Getting crazy with an all-time classic
If I had to choose one fly to use for trout anywhere in the world, under any conditions—rivers or stillwaters—it would likely be the venerable Beadhead Prince Nymph. Not only has this wonderful, somewhat quirky-looking pattern saved innumerable days on trout water for me, but I have even landed such unlikely species as king salmon, largemouth bass, mutton snapper, and even bonefish on it! There is just something magic about the Prince’s particular combination of materials that fish everywhere seem to find irresistible.
So it was some years back, when the flashy Ice Dub product made its debut, that I began searching for ways to subtly incorporate it into nymph patterns, to use its intriguing flash without overpowering flies to the point of spooking fish.
One of the first attempts was my Trigger Nymph series, using Ice Dub to emulate the bursting open of the wingpads of emerging insects. The results were encouraging, so I continued to experiment. And while I greatly prefer to strive for originality in my innovative tying, the lure of the Prince Nymph was simply too great in this case, and I decided to give it a makeover, keeping some of the trademark features while incorporating a few new ones of my own.
The biots had to remain, of course, otherwise it would cease to be a Prince Nymph at all. I did play with the colors of the tails and wings to suit my preferences, as well as the many individual body colors of the new series.
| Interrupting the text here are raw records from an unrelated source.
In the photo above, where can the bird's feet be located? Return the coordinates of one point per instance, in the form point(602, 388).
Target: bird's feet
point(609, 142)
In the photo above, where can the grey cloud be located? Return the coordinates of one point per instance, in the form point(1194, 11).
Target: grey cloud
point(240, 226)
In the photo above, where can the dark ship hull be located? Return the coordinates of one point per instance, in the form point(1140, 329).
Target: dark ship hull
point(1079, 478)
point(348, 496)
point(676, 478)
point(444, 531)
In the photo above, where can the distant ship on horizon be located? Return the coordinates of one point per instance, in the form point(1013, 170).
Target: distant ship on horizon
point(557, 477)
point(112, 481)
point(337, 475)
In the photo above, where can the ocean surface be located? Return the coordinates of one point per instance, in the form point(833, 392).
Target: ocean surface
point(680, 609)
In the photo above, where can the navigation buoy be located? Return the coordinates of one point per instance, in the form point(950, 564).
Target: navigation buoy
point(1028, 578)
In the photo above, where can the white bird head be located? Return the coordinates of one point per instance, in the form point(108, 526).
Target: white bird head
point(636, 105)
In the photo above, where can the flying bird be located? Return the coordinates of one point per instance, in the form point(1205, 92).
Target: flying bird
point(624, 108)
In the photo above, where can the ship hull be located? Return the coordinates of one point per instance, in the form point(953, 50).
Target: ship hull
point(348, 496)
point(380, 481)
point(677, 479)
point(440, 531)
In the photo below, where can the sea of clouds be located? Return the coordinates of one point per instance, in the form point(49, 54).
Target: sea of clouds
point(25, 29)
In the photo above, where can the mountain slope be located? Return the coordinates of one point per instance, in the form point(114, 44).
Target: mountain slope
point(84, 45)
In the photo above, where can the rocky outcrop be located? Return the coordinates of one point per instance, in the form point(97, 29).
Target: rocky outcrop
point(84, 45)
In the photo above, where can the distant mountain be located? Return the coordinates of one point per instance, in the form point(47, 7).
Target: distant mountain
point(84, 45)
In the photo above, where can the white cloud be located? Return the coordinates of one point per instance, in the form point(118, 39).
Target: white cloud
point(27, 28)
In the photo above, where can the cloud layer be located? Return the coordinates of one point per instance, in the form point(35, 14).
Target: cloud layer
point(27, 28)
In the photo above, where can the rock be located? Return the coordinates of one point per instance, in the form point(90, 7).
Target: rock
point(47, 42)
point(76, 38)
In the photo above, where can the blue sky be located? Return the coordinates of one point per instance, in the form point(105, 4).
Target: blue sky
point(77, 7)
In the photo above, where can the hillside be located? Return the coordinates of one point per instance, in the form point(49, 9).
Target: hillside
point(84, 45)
I used Ice Dub for the bodies, but initially they proved ineffective. I suspected they were too bright, so borrowing an idea from many of my Poxyback nymphs, I added a turkey tail carapace over the back, effectively hiding the top 40 to 50 percent of the flash (and effectively imitating the dark dorsal/lighter underbelly color scheme found on the vast majority of the trout’s crawling diet).
Keeping the rib from the original (albeit wire in place of flat tinsel, to retain the illusion of body segmentation), I eliminated the feather legs of the standard, and added a tuft of Angel Hair to the wingcase area, to suggest emerging wings.
Finally, because I’m always struck with how very little in the trout’s world, including its food, is homogeneous in color, I added a collar of contrasting dark Ice Dub, in a color as close to natural peacock as possible. And yes, I stuck with standard gold-colored brass bead heads. (Though when nobody is looking, I sometimes tie a few with copper beads!)
Five seasons later, perhaps the greatest surprise has come not from the popularity of this pattern with trout guides, but rather from West Coast and now Great Lakes steelhead anglers, who have made it a top choice in their pursuit of nomadic rainbows.
You can tie it in a rainbow of Ice Dub body colors, and it is commercially available in six colors, with purple high on the popularity list for steelhead. Pick a shade that looks good to you, and dead-drift it through your favorite trout or steelhead riffle. I think it’ll do wonders for your confidence.
Mike Mercer is the Alaska travel specialist at The Fly Shop and author of Creative Fly Tying (Wild River Press, 2005).
Psycho Prince (Orange)
HOOK: #12-16 Tiemco 3769.
THREAD: 8/0 camel UNI-Thread.
BEAD: Gold brass, or to preference.
TAIL: Dark brown turkey biot.
RIB: Copper wire.
CARAPACE: Mottled golden brown turkey tail.
BODY: Orange Ice Dub.
WING BUDS: Electric Banana Angel Hair.
WINGS: White turkey biots.
REAR COLLAR: Same as body.
FORWARD COLLAR: UV Brown Ice Dub.
Slide the bead onto the hook. Tie on brown biot tails, wire rib, and the turkey tail body carapace.
Dub the body with orange Ice Dub, pull the turkey tail carapace forward and tie down, and wind the rib forward.
Tie in the Electric Banana Angel Hair bursting wing buds, then cover the tie-down with more orange Ice Dub.
Secure the tan biot wings, one on each side of the body. Dub the forward collar using UV Brown Ice Dub.